Be Careful with the Legal Description
Northfield as Vendor sold a parcel of property to North American on 12 June 2007. The parcel comprising 7.31 acres was located at the southwest corner of an intersection in the city of Waterloo. It was sold conditional upon rezoning which took 6 years.
The Agreement of Purchase and Sale is somewhat problematic when it comes to the property. The Court considered this case Northfield v North American in 2015.
There were in fact two parcels of property:
Block 89 with its own PIN
Block 94 with its own PIN
Block 89 is the large parcel suitable for development. Block 94 is a one foot reserve around the perimeter of Block 89 keeping it away from the adjacent municipal roadway, and thereby making Block 89 “landlocked”.
You will appreciate that if you want to develop a plaza on the corner, you will need to be able to access the road. Helicopter traffic is just not enough!
The purchased property is described in the APS as:
“approximately 7.31 acres located on the southwest corner of Northfield Drive and Bridge Street in the City of Waterloo as shown in red on Schedule A attached to this agreement”.
There was no legal description of the purchased property in the APS.
There were also some additional material facts that were disclosed to the Court:
a) Northfield sent to North American prior to the execution of the APS a survey showing that the one-foot reserve was a separate block having a separate PIN (parcel identification number);
b) North American prepared the first draft of the APS and that this included the PIN for Block 89 alone.
The PIN was deleted from the APS by Northfield;
c) a plan of subdivision was described as a permitted encumbrance in the APS.

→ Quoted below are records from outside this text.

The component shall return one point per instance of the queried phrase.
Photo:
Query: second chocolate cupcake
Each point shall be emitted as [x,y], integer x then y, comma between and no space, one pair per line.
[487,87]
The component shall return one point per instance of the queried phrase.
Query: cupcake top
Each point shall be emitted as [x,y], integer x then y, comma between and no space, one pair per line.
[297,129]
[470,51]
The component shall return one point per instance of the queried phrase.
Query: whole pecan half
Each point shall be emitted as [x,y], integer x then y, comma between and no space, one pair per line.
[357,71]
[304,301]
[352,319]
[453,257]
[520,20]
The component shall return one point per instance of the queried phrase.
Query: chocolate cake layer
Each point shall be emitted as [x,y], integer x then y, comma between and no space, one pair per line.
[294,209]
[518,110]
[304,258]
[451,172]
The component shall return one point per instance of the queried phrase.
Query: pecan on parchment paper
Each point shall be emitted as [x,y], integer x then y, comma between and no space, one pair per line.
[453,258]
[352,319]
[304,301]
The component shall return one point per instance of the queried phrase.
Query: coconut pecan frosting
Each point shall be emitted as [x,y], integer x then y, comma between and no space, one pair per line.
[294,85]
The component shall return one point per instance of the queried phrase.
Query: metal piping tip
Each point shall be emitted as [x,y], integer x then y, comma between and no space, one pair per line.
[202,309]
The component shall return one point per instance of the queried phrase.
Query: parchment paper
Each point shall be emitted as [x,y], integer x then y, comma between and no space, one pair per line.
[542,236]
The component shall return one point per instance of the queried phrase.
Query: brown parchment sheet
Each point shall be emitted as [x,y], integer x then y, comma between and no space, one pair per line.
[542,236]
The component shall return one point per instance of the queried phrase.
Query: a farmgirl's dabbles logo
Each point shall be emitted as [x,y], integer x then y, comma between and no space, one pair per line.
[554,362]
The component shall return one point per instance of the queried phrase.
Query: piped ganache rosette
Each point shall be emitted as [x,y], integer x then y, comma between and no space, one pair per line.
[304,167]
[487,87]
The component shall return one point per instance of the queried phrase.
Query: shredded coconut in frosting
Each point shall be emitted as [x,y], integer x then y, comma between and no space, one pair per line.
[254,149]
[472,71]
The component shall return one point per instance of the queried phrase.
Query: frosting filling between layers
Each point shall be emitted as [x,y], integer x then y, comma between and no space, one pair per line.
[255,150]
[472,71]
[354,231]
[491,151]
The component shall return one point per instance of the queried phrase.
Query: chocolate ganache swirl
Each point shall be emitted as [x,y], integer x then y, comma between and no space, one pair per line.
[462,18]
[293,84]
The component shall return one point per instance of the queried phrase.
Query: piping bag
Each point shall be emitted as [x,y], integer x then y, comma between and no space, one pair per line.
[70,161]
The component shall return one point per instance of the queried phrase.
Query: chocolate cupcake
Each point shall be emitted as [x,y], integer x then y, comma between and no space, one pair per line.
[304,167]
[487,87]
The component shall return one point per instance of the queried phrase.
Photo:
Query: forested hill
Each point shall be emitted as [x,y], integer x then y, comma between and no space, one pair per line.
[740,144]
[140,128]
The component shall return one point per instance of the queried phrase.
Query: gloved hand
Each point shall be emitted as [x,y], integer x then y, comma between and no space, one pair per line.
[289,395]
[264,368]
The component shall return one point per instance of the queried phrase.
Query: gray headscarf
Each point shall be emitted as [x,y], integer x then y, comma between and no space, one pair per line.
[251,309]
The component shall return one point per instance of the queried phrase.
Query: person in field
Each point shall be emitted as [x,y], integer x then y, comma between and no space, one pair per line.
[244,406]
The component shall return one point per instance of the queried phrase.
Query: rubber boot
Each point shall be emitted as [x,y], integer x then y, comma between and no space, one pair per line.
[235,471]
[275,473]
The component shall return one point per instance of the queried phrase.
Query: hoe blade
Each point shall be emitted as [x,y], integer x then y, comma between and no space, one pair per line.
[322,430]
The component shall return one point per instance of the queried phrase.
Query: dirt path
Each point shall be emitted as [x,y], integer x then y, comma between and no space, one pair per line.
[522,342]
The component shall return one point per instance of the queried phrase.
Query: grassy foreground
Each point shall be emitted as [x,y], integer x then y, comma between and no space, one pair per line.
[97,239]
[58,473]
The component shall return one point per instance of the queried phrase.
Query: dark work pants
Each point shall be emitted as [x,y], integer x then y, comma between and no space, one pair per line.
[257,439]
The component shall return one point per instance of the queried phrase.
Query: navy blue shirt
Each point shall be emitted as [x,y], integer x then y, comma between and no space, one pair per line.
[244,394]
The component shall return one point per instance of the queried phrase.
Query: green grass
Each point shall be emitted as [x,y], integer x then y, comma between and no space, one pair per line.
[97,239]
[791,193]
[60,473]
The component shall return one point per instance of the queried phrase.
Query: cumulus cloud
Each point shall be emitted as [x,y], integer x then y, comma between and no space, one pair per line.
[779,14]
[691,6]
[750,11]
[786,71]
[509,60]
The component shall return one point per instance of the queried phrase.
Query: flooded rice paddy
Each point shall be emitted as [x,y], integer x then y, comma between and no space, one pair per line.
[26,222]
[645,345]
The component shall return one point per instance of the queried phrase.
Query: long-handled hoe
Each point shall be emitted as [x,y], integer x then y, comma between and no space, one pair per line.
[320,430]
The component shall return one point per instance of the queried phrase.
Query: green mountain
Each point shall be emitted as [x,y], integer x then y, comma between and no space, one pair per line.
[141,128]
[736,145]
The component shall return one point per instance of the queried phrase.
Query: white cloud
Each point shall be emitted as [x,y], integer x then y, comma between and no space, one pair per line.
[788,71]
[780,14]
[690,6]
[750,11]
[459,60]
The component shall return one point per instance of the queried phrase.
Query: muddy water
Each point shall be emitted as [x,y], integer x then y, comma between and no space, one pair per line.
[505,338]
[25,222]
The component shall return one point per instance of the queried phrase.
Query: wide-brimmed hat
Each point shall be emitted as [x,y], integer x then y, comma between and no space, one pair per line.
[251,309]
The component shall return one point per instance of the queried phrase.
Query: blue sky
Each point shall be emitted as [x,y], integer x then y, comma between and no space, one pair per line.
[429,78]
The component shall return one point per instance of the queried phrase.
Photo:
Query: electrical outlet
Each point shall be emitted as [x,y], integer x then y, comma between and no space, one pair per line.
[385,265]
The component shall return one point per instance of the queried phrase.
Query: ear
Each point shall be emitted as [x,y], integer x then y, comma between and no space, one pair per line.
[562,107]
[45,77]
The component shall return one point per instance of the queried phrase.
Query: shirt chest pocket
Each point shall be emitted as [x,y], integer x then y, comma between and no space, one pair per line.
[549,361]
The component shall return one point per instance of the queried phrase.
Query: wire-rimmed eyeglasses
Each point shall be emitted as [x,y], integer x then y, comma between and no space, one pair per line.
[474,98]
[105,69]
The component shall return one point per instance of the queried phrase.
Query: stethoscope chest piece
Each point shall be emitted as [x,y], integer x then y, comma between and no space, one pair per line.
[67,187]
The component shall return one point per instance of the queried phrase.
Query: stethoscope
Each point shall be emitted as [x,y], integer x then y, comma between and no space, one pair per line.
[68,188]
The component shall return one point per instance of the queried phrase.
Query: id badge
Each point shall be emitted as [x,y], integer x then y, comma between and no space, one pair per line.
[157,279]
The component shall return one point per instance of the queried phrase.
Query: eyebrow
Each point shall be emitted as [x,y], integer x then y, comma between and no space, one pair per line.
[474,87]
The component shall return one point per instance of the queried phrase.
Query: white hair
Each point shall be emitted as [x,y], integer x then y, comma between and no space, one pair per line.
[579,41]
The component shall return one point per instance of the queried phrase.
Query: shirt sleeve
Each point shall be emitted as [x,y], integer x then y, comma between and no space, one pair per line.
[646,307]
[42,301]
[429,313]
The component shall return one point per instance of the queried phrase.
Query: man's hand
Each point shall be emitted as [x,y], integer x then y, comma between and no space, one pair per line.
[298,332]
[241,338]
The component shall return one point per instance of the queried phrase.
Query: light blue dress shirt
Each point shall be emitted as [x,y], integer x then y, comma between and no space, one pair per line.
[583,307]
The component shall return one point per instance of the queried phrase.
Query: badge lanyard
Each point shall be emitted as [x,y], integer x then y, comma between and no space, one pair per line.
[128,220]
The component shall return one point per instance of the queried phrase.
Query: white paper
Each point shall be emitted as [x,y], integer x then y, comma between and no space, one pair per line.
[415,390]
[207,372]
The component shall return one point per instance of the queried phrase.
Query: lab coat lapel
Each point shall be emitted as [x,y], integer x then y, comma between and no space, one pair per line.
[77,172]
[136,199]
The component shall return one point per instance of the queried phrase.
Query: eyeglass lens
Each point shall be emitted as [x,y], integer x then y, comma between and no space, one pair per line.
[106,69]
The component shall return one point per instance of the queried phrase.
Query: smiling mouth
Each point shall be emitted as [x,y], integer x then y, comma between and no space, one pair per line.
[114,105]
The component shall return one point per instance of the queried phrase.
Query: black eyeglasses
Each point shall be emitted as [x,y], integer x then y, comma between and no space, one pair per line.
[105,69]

This plan of subdivision showed the one-foot reserve being retained by the subdivider.
The matter went to the Court on a motion in November 2015, namely, eight and one half years after the deal was struck, and we still have an actual Trial to resolve issues. The preliminary motion only dealt with the registration of the Certificate of Pending Litigation (CPL) which was left in place.
The actual description of a property is very, very important. In fact, it’s worthwhile conducting a search of the title before the Offer is drawn in order to ensure its accuracy.
It should also be noted that the Description of the property is also one of the essential contract terms. If it is not clear to a Court, then, there is no contract.
In this case, if you were to develop the property, you would need both Block 89 and Block 94.